Agora, Mauricio Dumbo faz parte do time que tentará manter a hegemonia do Brasil no futebol de 5 nos Jogos Paralímpicos. A modalidade entrou no programa em Atenas 2004. Nas três edições em que foi disputada, o Brasil conquistou a medalha de ouro.
“A medalha vai ter que ficar aqui. Sabemos que não é fácil, querendo ou não as finais foram sempre com a Argentina, o maior clássico. Mas a gente sempre ganhou e este ano também vamos ganhar. Não vai faltar vontade nem raça. Se precisar se jogar no chão, a gente vai ser jogar”, promete Dumbo.
Família e obstáculos
Se a história de Mauricio Dumbo parece desenhada para um final feliz, os capítulos que ligam o menino em meio à guerra ao atleta paralímpico brasileiro tiveram suas boas doses de drama. O primeiro, e talvez o maior deles, foi a distância da família. Dumbo ficou de 2001 a 2009 sem contato com parentes angolanos, forçados a se mudar constantemente por reflexos da guerra. Mais uma vez o acaso entrou em ação. Em 2005, Dumbo voltou à Angola para cantar com um coral no aniversário do presidente do país. Em meio às apresentações, uma delas, em uma igreja que tinha uma filial em Benguela, foi filmada e o vídeo acabou chegando à cidade de Dumbo.

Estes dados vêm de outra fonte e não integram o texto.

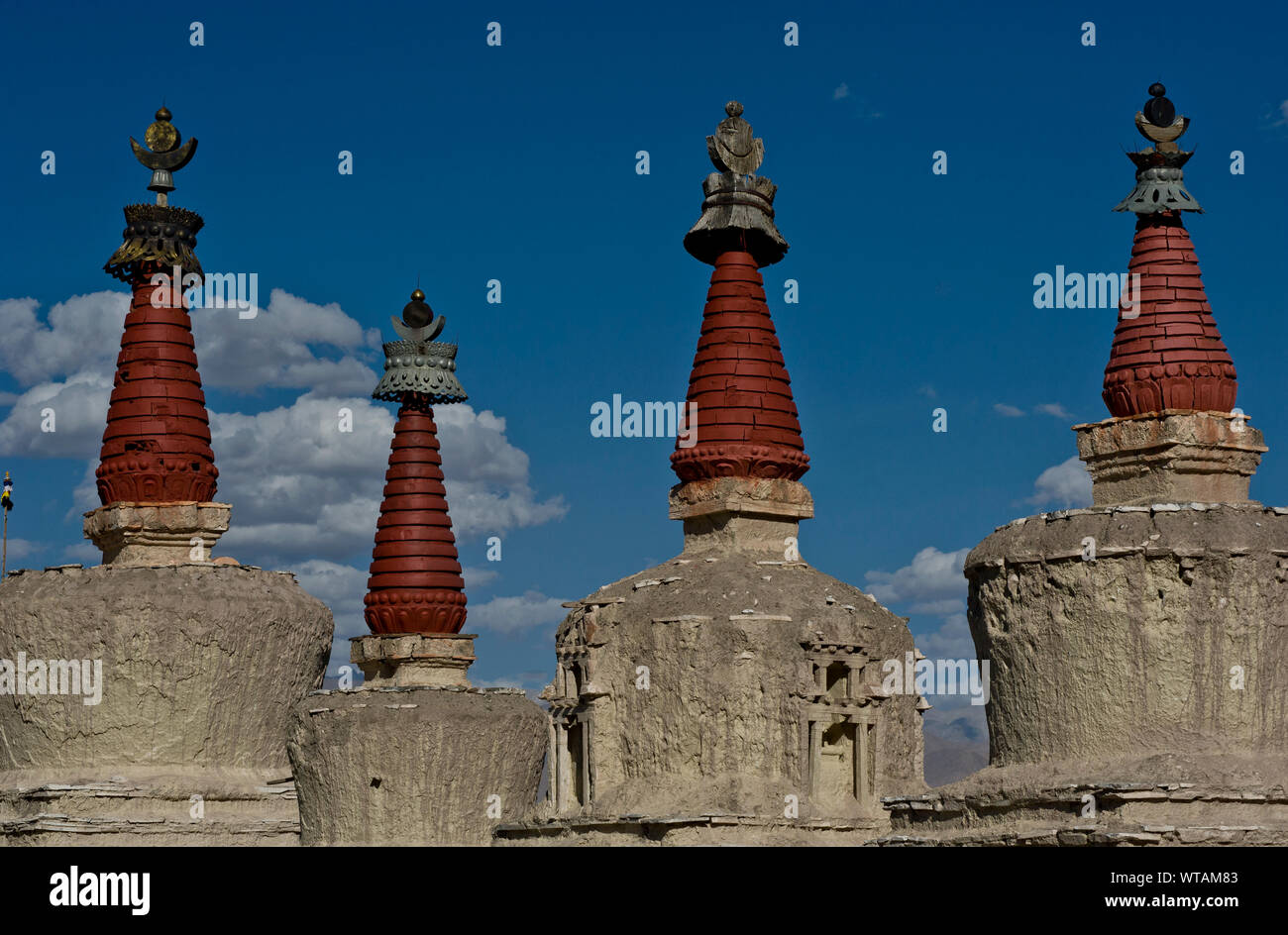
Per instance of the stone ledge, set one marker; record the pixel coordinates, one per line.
(1175, 455)
(160, 533)
(413, 660)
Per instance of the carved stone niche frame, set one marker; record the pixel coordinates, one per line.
(838, 721)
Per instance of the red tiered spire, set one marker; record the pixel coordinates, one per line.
(156, 446)
(1167, 353)
(1171, 356)
(746, 417)
(415, 583)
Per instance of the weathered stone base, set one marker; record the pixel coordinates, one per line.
(1132, 630)
(200, 666)
(1061, 805)
(158, 533)
(149, 809)
(415, 766)
(742, 514)
(695, 831)
(729, 682)
(1171, 456)
(413, 660)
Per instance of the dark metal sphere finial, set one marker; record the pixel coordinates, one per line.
(1158, 110)
(417, 313)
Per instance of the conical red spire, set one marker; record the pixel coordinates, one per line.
(746, 417)
(415, 583)
(1167, 353)
(1171, 356)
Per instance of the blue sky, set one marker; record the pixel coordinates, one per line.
(475, 162)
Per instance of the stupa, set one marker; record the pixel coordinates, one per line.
(416, 755)
(1138, 666)
(730, 694)
(197, 660)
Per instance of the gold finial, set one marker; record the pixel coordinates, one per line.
(163, 154)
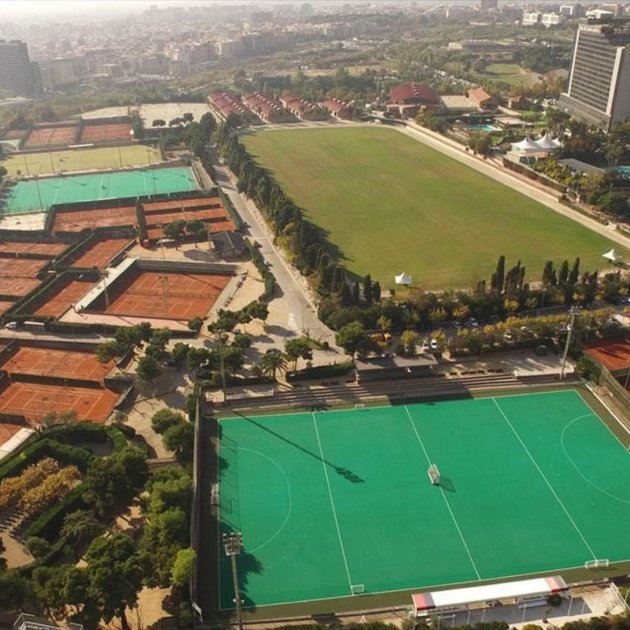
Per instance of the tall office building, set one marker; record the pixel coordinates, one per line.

“Meu irmão me reconheceu, foi falar com os dirigentes da igreja e passaram meu contato para ele. Até hoje tenho contato com a família”, conta o jogador, que só do lado do pai tem 21 irmãos. “Eles estão felizes. Imagina, terminei a faculdade e agora estou numa Paralimpíada para defender o Brasil. Estão me dando bastante apoio. Quero trazer minha mãe para morar aqui, dar uma vida melhor para ela em questão de saúde. Ela é analfabeta, quero ver se ela consegue aprender. É o maior sonho que tenho para realizar”, afirma.
A vida no Brasil também teve percalços. O caminho para que Mauricio Dumbo se tornasse advogado, e hoje empregado no Tribunal de Justiça do Paraná, veio com sacrifício e incertezas. Já no último ano de faculdade, Dumbo e seus companheiros angolanos viram o governo do país africano encerrar o apoio e parar de custear a vida dos jovens no Brasil.
“Sempre falo que pai é quem cria. O Brasil foi quem me criou, me deu a personalidade e o caráter que tenho. Se hoje sei ler, se sou homem, é graças ao Brasil"
“Eles queriam nos levar embora porque acharam que a gente já tinha ficado tempo suficiente. Não aceitamos, porque a maioria de nós estava no último ano de faculdade. Batemos o pé. A gente queria realizar esse sonho de terminar a faculdade, de ter o ensino superior”, explica.
Sem o apoio do governo de Angola, os estudantes tiveram que achar um lugar para morar, correr atrás do visto permanente, conseguir empregos e se sustentar, além de se dedicar aos estudos para concluir a faculdade. “Quase fomos parar na rua”, lembra Mauricio Dumbo, agradecendo a ajuda dos brasileiros para superar os obstáculos.
“Eles nos apoiaram, doaram alimentação. Um amigo nosso tinha uma casa e hospedou todo mundo. Fomos na defensoria pública dar entrada no visto. O processo começou em novembro de 2014 e saiu mais ou menos em julho de 2015. Foi um período complicado, tínhamos que fazer o TCC e nos preocupar em comer, se teríamos onde dormir. Mas o povo brasileiro é acolhedor e solidário”, diz.
Formado, estabelecido e brasileiro, o angolano não economiza palavras para agradecer ao país que o acolheu e transformou sua vida. “Sempre falo que pai é quem cria. O Brasil foi quem me criou, me deu a personalidade e o caráter que tenho. Se hoje sei ler, se sou homem, é graças ao Brasil. Só não é meu primeiro país porque infelizmente não nasci aqui. Mas sou brasileiro. Brasileiro e angolano”, discursa Dumbo, abrindo mais um sorriso antes de sair para acompanhar o resto da seleção de futebol de 5.